The clarity of Baḥya's style and his easy exposition have made his books (which draw their material from a variety of sources) popular with the public, particularly his commentary on the Pentateuch which has been published frequently from 1492 (with explanations and references, 2 vols., 1966–67). Additional testimony to its popularity are the numerous quotations from it in the book *Ẓe'enah u-Re'enah. In his work Baḥya interprets the Pentateuch in four ways: literal, homiletical, rational, and according to the Kabbalah. He uses many different sources, beginning with talmudic and midrashic literature, exegetic and philosophic literature, and ending with kabbalistic literature. The way of sekhel ("reason") does not always mean philosophic-rationalistic interpretation. According to Baḥya, all that is outside the divine world, including demonological matters, belongs to "the way of reason," insofar as it is necessary to explain the verses or the mitzvot according to the subject. Baḥya is considered of great importance in Kabbalah and is one of the main sources through which the kabbalistic sayings of Naḥmanides' contemporaries have been preserved. As a rule, Baḥya does not divulge his kabbalistic sources. With the exception of the Sefer ha-*Bahir, which he considers an authentic Midrash, and Naḥmanides, who is his guide in Kabbalah, he rarely mentions other kabbalists, although he uses extensively the writings of Jacob b. Sheshet *Gerondi, *Asher b. David, Joseph *Gikatilla, and others. He treats the Zohar in a similar manner. Parts of the Zohar were known to him, and he copied from them. However, he mentions it only twice (as "Midrash Rabbi Simeon b. Yoḥai"). Kad ha-Kemaḥ contains alphabetically arranged clarifications on the foundations of faith and had a wide circulation. The best edition is that of Breit which contains a commentary (1880–92). A critical edition of Kad ha-Kemaḥ, Shulḥan shel Arba, and Baḥya's commentary to Pirkei Avot was published by C.B. Chavel (Kitvei Rabbenu Baḥya, 1970).

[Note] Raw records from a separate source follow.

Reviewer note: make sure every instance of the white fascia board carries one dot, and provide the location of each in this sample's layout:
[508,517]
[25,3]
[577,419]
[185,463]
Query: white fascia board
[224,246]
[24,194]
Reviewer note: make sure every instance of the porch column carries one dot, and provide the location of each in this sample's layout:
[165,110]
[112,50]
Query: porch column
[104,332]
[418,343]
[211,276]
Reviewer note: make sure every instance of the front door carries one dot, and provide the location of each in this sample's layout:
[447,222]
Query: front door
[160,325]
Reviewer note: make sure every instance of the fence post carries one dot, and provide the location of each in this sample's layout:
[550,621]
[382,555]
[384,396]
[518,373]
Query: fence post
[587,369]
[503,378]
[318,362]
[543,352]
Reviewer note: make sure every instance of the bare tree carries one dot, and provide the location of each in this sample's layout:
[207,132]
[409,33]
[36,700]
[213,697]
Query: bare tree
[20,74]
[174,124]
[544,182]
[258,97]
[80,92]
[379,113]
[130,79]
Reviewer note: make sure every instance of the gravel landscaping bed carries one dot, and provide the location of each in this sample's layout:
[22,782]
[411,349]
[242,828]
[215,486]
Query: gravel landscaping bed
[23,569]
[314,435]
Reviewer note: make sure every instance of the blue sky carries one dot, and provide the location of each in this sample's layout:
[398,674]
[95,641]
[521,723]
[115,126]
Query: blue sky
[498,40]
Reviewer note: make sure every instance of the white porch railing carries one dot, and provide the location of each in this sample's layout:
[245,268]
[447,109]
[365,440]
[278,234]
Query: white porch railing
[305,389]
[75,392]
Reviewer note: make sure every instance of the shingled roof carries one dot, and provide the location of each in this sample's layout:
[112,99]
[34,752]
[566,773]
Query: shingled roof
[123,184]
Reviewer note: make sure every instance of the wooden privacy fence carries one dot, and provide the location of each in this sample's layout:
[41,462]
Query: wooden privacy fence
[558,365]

J. Reifmann, in: Alummah, 1 (1936), 69–101; B. Bernstein, Die Schrifterklaerung des Bachja B. Asher (1891); Gottlieb, in: Tarbiz, 33 (1963/64), 287–313; idem, in: Bar-Ilan Sefer ha-Shanah, 2 (1964), 215–50 (Heb.), 27 (Eng. summary); 3 (1965), 139–85; 4–5 (1967), 306–23 (Heb.), 61 (Eng. summary); idem, Ha-Kabbalah be-Khitvei R. Baḥya ben Asher (1970).